The terrific slow burner “In the Fade”, a regular on this tour, is a disappointing omission to add to the dearth of any cuts from the band’s first, and in my opinion best, full-length; it’s hard to complain too much if, like me, you caught that anniversary tour two years ago, but there’s no denying that the likes of “You Can’t Quit Me Baby” and the crushingly heavy “Mexicola” would be sterling additions to the setlist, and certainly more pleasing to the purist than “No One Knows” yet again.

The new cuts are largely translated successfully; “I Appear Missing” sounds every bit as epic live as the recorded version promised it would, and while “Fairweather Friends” isn’t quite as delightfully gaudy as I’d hoped, “Smooth Sailing” certainly is. It’s the irresistible disco strut that you’d always wanted Homme to try his hand at, especially when there’s bands as unimaginative as Muse that have pulled it off with such aplomb (‘Supermassive Black Hole’). ‘I Sat by the Ocean’ is tremendously catchy though a misstep comes in the trudging “Kalopsia”, a song that goes absolutely nowhere and doesn’t do it particularly fast, either.

The set is closed out in nicely varied fashion; the frenzied riffs of “Sick Sick Sick” sit strangely comfortably next to “Make It Wit Chu”s magnificent sleaze. An extended version of Rated R deep cut “Better Living Through Chemistry” is probably the highlight, although the crowd, predictably, respond far more vocally to “Go with the Flow” and “Feel Good Hit of the Summer”; you only hope that the little Hommes are in bed before they can hear their dad blast through a track with lyrics exclusively comprises of the list of illicit substances that he ingested on the eve of the new millennium.

The 16,000 capacity arena isn’t quite full tonight, but there’s no question that this is very much Queens’ level, as underlined by a set closer that any band would kill for; “A Song for the Dead” is the musical equivalent of a battering ram. Mark Lanegan isn’t around to provide his original vocals – again, given their hellishly guttural nature, this is probably in the best interests of Homme’s children – but the song is really all about the interplay between the explosive drum work – which Theodore has down to a tee – and the incendiary riff, which sits, in tempo terms, somewhere between the respective speeds of sound and light.

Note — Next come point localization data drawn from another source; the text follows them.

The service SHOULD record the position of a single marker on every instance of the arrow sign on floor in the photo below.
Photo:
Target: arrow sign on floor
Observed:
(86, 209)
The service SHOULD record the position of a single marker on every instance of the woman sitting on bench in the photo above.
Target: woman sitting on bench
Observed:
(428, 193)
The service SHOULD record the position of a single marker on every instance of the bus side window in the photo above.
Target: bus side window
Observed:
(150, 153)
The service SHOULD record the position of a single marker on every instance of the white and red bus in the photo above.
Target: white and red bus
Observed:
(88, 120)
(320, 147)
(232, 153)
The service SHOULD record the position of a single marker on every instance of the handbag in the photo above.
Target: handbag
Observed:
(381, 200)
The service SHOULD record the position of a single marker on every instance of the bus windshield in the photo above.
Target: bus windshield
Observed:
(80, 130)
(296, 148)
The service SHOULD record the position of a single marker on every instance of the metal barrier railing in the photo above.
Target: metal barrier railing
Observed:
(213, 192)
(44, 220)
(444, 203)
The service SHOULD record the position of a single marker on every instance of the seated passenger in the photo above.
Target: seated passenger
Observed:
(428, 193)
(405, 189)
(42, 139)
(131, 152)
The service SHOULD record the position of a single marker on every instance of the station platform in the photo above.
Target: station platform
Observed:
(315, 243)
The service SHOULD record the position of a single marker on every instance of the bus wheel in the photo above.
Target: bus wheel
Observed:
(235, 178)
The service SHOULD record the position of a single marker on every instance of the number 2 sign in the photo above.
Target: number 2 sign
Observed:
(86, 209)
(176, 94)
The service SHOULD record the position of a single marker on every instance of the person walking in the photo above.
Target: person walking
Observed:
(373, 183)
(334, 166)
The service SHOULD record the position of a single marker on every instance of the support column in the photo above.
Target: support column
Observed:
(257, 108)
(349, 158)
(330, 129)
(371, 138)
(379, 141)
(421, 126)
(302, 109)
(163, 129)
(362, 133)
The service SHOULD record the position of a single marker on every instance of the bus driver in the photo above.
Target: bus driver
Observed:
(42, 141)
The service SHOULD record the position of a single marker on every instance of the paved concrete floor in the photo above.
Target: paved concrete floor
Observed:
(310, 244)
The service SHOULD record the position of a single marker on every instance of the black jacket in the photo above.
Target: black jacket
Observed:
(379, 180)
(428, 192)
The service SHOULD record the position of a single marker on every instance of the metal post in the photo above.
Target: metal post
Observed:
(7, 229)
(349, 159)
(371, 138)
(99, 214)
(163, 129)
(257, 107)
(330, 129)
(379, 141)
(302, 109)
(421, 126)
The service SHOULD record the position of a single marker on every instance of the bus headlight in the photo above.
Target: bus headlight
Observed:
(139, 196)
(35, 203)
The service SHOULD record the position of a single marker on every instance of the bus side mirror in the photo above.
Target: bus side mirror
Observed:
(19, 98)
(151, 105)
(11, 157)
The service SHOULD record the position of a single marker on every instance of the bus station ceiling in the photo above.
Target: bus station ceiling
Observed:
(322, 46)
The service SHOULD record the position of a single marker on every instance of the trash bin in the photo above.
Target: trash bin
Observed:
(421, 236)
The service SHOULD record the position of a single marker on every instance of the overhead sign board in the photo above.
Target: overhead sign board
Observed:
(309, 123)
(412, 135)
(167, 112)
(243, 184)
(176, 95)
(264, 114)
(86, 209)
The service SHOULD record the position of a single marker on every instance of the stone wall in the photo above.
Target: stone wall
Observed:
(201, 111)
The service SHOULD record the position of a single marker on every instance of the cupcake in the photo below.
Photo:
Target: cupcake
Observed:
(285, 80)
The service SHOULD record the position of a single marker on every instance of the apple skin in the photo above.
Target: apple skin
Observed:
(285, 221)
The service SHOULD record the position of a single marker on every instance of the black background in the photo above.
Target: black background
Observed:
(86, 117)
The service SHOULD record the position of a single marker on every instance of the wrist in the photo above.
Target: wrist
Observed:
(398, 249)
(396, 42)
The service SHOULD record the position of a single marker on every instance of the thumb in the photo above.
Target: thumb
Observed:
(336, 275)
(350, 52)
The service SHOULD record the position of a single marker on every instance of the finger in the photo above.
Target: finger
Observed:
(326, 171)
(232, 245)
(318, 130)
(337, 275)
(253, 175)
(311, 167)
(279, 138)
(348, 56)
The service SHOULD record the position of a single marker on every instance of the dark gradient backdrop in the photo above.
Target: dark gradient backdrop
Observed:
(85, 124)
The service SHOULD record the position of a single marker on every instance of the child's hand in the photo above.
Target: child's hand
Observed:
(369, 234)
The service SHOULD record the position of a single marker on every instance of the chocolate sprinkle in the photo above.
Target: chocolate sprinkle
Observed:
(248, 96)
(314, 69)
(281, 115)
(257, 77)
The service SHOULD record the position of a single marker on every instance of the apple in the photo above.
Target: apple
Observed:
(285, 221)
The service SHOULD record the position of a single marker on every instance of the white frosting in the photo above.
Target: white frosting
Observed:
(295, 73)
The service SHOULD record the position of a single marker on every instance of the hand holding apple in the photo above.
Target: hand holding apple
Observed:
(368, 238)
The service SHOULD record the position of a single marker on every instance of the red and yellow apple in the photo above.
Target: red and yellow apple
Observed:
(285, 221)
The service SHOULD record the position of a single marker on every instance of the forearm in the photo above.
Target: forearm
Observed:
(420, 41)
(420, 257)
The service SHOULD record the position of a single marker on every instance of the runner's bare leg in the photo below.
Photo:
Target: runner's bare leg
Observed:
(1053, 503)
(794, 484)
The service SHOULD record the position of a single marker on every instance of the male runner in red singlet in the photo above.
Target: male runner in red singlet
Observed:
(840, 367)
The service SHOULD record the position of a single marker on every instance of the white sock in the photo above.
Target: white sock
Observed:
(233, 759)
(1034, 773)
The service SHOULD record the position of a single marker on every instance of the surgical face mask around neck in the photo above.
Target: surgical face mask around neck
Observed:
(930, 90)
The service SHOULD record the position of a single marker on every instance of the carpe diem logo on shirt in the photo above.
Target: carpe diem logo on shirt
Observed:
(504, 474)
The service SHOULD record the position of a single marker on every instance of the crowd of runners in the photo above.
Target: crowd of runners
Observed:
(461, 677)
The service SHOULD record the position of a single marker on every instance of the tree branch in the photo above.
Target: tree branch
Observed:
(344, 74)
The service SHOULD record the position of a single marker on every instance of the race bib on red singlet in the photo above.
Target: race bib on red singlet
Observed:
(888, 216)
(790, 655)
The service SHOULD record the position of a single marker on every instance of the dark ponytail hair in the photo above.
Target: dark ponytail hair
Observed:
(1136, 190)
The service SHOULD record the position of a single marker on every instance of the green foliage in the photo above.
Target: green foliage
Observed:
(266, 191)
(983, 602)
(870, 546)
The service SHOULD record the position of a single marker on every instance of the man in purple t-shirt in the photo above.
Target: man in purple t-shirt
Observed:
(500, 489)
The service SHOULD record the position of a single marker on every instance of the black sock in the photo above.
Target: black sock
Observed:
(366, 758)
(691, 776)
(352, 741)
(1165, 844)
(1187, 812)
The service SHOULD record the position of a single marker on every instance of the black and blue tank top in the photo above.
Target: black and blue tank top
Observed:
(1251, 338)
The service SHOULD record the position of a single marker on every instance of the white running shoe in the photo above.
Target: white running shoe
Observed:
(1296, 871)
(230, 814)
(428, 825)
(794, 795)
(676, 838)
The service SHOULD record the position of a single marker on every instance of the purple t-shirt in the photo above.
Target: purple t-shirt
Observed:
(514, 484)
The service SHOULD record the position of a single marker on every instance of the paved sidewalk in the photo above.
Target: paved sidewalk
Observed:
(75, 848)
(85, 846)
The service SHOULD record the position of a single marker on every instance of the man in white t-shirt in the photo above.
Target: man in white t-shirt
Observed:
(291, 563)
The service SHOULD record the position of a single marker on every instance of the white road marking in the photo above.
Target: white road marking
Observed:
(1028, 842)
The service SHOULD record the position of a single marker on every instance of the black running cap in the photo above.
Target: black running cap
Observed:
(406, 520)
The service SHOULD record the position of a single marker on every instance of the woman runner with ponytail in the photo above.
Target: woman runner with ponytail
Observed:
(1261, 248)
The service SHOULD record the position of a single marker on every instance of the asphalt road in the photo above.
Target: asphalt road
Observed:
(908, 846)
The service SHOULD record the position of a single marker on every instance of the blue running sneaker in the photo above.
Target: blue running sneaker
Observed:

Queens of the Stone Age are, by a long chalk, the most exciting live band in mainstream rock. They’re tight, but not too tight, with songs that suit arenas, without having been cynically constructed for them. They dramatically show up some of their peers for the heinous peddlers of dad-rock that they truly are. I hope they don’t leave it another six years before their next record; I want to see this show again.